Why this debounces: During jitter, the signal jumps rapidly, resetting the timer on every jump. Only when the signal remains unchanged for a continuous 20ms will the timer "expire" and the state be confirmed. The 5-20ms jumps during jitter are "filtered out" by the constant resetting of the timer.
Why it's non-blocking: The entire logic only uses HAL_GetTick for timestamp comparison (one subtraction + one comparison), there is no HAL_Delay. The main loop runs at full speed, spending only a few microseconds per loop. You can completely insert other tasks—LED blinking, sensor reading, communication processing—into the empty spaces of the while loop without being interrupted by button debouncing.
Safety of Overflow
There is a detail worth noting: HAL_GetTick uses unsigned integer subtraction. Even if HAL_GetTick overflows and wraps to zero, the result of this subtraction is still correct—because of the modular arithmetic property of unsigned integer subtraction.
For example: current = 100, last = 0xFFFFFFF0 (after overflow), the difference is 0x110 (272). 272ms, correct.
So you don't need to worry about the 49.7-day overflow issue. This is much more concise than manually handling overflow and is a standard trick in embedded development for using unsigned integers for time differences.
Does This Solution Still Have Problems?
Non-blocking debounce solves the blocking problem of HAL_Delay, but it is not yet perfect:
- No concept of Press and Release events: The code above performs an action when the stable value changes, but there are no clear "Press Event" and "Release Event"—you need to judge yourself whether it's going from 0 to 1 or 1 to 0.

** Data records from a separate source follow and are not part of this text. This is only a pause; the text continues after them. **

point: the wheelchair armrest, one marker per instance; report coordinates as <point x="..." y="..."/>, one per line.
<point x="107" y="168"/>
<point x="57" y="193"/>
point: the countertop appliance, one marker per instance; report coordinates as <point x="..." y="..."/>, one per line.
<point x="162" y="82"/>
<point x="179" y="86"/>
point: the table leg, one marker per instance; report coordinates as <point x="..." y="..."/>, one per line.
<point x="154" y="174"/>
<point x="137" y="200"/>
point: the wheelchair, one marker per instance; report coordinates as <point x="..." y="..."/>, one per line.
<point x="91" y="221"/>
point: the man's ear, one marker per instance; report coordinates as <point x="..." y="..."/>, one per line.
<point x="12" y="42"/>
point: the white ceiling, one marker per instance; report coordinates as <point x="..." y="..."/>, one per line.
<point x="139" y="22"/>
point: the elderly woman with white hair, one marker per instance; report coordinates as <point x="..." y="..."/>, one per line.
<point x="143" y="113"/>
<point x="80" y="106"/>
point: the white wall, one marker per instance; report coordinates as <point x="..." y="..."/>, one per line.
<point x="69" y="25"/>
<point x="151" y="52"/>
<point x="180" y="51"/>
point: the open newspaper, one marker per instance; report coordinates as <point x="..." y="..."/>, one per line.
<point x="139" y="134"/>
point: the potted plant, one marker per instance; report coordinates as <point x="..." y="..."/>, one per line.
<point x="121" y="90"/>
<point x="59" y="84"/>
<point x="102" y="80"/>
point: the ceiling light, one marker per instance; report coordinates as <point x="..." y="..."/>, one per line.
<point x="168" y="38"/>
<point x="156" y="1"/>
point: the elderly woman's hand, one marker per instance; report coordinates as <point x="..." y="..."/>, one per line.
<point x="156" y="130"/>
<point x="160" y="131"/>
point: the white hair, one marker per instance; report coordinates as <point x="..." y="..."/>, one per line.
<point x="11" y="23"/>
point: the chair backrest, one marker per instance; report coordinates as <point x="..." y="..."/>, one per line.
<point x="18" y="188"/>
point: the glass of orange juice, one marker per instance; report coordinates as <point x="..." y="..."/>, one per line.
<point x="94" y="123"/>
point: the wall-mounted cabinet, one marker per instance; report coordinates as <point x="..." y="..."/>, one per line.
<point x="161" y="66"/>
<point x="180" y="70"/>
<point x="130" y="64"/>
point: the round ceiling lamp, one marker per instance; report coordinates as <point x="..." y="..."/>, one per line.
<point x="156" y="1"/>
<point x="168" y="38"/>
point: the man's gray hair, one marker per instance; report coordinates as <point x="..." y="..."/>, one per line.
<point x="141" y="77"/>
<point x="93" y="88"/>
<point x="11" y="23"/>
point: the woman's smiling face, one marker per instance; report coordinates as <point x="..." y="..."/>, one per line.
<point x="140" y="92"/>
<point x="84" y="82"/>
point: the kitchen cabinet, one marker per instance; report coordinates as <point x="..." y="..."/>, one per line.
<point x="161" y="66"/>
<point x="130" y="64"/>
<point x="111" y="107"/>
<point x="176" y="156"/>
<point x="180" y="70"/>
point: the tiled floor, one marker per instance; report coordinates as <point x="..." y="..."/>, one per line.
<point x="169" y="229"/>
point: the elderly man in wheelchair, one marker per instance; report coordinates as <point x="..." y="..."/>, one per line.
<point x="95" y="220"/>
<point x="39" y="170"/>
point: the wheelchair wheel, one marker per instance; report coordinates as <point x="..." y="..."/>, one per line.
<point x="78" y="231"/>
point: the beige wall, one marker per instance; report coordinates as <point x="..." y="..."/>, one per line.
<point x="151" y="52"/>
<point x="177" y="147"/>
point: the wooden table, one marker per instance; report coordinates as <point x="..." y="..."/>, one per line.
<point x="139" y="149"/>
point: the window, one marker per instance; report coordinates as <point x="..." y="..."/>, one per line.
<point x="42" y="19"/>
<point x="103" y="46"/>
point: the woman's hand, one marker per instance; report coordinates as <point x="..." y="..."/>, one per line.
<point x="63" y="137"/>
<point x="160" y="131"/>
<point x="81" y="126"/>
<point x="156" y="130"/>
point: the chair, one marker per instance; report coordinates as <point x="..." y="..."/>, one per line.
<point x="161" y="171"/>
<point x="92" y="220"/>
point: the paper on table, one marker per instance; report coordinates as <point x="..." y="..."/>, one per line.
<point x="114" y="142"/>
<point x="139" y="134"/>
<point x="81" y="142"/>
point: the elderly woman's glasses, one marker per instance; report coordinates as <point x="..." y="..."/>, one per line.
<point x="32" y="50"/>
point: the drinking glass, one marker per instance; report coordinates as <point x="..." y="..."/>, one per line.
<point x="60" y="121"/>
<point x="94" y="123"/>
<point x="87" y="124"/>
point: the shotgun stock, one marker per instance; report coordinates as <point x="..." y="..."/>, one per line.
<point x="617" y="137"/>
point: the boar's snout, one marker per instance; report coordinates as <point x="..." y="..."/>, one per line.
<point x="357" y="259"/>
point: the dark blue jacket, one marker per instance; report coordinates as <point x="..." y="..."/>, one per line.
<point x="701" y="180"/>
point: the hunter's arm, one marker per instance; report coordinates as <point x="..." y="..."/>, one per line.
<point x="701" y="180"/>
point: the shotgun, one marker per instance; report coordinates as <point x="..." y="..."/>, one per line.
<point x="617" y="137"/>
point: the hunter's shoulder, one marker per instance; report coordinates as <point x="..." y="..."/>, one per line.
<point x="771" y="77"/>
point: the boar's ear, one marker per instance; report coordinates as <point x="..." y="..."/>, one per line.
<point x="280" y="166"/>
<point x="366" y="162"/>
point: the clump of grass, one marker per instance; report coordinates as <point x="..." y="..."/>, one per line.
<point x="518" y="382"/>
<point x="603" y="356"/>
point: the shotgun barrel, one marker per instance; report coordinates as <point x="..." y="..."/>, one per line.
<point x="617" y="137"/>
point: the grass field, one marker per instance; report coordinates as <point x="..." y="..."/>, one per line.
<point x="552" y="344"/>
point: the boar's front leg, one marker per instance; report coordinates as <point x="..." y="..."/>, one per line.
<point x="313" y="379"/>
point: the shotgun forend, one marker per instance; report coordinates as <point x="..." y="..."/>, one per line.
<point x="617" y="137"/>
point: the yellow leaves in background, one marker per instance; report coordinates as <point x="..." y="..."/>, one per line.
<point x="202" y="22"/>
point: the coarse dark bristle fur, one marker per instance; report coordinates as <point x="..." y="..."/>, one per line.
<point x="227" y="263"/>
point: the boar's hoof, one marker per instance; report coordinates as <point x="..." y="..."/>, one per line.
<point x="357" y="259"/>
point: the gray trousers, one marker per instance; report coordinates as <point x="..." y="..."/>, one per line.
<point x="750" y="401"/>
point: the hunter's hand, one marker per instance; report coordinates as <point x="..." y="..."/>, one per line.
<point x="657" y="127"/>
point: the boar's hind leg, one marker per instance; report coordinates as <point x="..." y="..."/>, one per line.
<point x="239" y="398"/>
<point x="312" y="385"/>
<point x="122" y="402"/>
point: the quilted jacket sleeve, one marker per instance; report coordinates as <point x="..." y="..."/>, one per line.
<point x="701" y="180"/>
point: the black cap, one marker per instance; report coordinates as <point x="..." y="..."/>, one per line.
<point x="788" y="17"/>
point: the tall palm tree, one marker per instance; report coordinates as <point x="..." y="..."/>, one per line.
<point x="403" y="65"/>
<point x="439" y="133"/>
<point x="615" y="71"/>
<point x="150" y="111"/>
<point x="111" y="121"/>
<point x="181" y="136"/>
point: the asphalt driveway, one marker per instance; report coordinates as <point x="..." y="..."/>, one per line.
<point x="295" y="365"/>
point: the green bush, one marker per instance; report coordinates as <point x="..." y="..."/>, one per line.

- No handling of startup state: What if the button is already held down when the system powers up? The "stable state" read at initialization is "pressed", but this should not trigger a "press event".

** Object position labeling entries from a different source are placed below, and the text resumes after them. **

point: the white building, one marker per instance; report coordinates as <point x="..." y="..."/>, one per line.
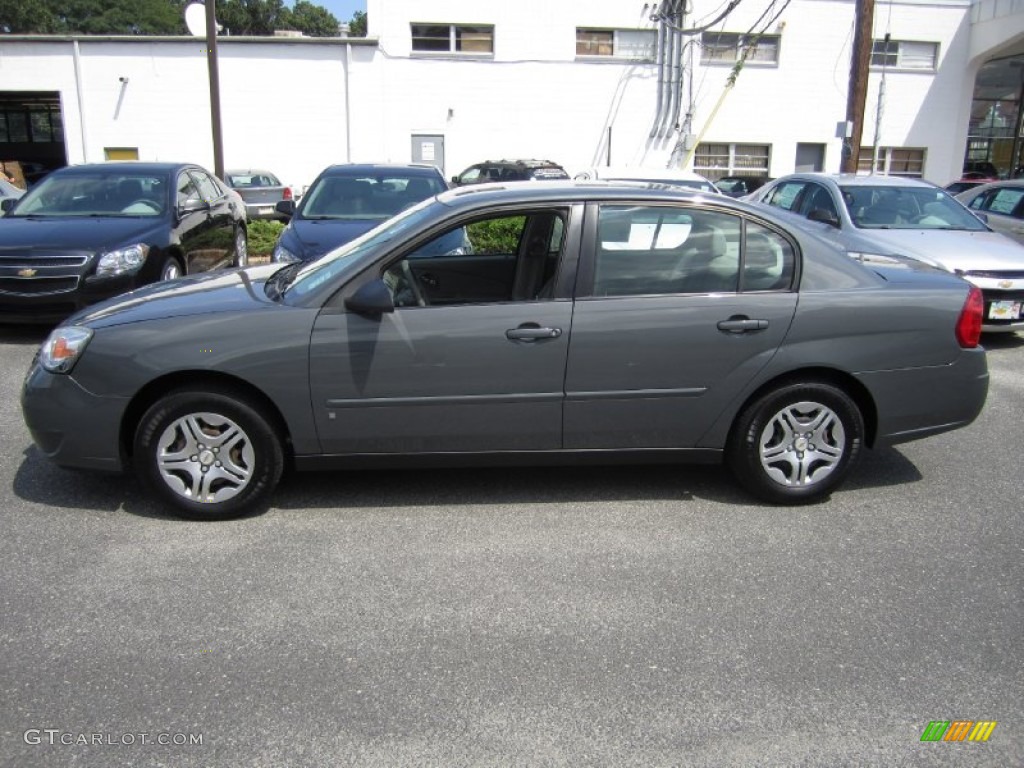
<point x="581" y="82"/>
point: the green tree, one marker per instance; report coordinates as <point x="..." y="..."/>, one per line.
<point x="28" y="17"/>
<point x="313" y="20"/>
<point x="357" y="25"/>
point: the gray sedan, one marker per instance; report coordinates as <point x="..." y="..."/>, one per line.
<point x="885" y="215"/>
<point x="586" y="324"/>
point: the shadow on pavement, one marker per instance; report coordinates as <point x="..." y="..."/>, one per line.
<point x="40" y="481"/>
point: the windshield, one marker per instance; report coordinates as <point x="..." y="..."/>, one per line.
<point x="246" y="179"/>
<point x="325" y="269"/>
<point x="688" y="183"/>
<point x="906" y="208"/>
<point x="374" y="196"/>
<point x="96" y="194"/>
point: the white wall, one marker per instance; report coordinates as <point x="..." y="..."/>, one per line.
<point x="295" y="107"/>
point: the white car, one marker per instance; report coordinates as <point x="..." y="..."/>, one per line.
<point x="889" y="215"/>
<point x="672" y="176"/>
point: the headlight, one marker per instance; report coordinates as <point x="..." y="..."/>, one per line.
<point x="283" y="256"/>
<point x="122" y="261"/>
<point x="62" y="348"/>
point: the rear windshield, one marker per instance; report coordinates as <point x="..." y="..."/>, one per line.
<point x="906" y="208"/>
<point x="368" y="196"/>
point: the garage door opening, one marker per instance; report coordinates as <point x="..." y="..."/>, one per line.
<point x="32" y="134"/>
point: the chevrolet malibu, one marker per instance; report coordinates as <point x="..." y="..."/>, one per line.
<point x="588" y="323"/>
<point x="91" y="231"/>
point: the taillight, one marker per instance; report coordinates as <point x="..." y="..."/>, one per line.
<point x="969" y="324"/>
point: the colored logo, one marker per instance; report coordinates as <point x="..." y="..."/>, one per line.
<point x="958" y="730"/>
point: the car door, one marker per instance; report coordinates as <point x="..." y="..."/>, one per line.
<point x="1004" y="209"/>
<point x="214" y="249"/>
<point x="680" y="307"/>
<point x="477" y="370"/>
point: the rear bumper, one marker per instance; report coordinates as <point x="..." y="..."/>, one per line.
<point x="918" y="402"/>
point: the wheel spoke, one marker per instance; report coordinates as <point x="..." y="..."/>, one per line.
<point x="802" y="443"/>
<point x="205" y="457"/>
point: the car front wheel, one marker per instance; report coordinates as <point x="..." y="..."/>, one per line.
<point x="796" y="443"/>
<point x="170" y="269"/>
<point x="210" y="454"/>
<point x="241" y="248"/>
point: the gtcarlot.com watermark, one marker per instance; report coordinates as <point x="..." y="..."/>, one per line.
<point x="54" y="736"/>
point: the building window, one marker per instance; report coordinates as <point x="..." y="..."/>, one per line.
<point x="729" y="47"/>
<point x="903" y="54"/>
<point x="615" y="43"/>
<point x="453" y="38"/>
<point x="716" y="161"/>
<point x="38" y="124"/>
<point x="893" y="161"/>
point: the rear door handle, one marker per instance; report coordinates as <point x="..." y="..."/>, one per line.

- State variables scattered in the main loop:
stable_state,raw_state,last_change_time—these variables are tightly coupled to the button logic but exist as independent local variables. As the project grows complex, maintaining these state variables will be a headache.

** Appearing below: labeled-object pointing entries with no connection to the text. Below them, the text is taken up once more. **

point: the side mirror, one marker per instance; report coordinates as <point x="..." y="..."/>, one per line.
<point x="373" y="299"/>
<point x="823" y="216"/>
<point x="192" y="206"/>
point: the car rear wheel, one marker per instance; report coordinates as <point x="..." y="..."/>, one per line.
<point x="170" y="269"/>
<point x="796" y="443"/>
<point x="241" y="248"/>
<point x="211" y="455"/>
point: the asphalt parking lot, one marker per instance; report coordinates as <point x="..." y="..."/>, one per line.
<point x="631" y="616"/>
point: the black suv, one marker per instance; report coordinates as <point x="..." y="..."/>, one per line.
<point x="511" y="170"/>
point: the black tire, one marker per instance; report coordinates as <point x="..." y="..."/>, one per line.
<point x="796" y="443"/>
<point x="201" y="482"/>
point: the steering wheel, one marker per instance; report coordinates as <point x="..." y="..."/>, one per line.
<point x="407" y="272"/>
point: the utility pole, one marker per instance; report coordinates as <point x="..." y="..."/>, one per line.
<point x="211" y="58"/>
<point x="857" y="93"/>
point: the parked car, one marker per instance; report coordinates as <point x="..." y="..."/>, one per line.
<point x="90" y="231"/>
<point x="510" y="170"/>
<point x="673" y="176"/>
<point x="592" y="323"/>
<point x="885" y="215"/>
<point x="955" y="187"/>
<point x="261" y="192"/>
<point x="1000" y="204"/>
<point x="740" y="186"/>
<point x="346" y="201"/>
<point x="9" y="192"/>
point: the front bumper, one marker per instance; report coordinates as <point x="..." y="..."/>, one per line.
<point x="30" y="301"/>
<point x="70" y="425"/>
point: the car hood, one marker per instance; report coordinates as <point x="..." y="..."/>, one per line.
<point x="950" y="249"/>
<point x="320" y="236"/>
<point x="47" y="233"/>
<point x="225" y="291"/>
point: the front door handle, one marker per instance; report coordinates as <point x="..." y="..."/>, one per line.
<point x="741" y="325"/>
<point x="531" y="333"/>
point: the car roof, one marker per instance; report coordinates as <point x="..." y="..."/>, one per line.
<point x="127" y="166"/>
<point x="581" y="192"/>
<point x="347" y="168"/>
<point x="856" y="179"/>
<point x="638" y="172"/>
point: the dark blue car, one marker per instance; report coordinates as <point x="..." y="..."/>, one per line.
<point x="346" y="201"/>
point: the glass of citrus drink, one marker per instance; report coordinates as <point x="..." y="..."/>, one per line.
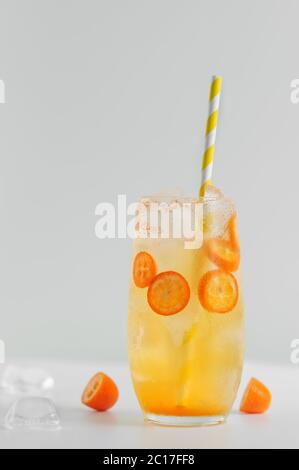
<point x="186" y="313"/>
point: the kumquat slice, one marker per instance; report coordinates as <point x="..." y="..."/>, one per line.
<point x="144" y="269"/>
<point x="169" y="293"/>
<point x="218" y="291"/>
<point x="101" y="392"/>
<point x="256" y="398"/>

These three problems point to the same solution: Encapsulate the debounce logic into a state machine. A state machine manages all state transition rules centrally, with clear entry conditions, resident behaviors, and exit actions for each state. No longer scattered if statements, but a structured switch.
This is the topic of the next post—the 7-state debounce state machine, the core of our final solution.
Looking Back
In this post, we did three things: explained the problem with HAL_Delay blocking debounce, introduced HAL_GetTick for non-blocking time management, and implemented a working non-blocking debounce algorithm.
Key takeaways:
HAL_GetTickreturns a millisecond timestamp, driven by the SysTick interrupt underneath.- Core of non-blocking debounce: record the change time, check if it has been stable for long enough.
- Unsigned integer subtraction naturally handles overflow.
- Shortcomings of the current solution: no event concept, no startup handling, scattered state variables—all pointing to a state machine.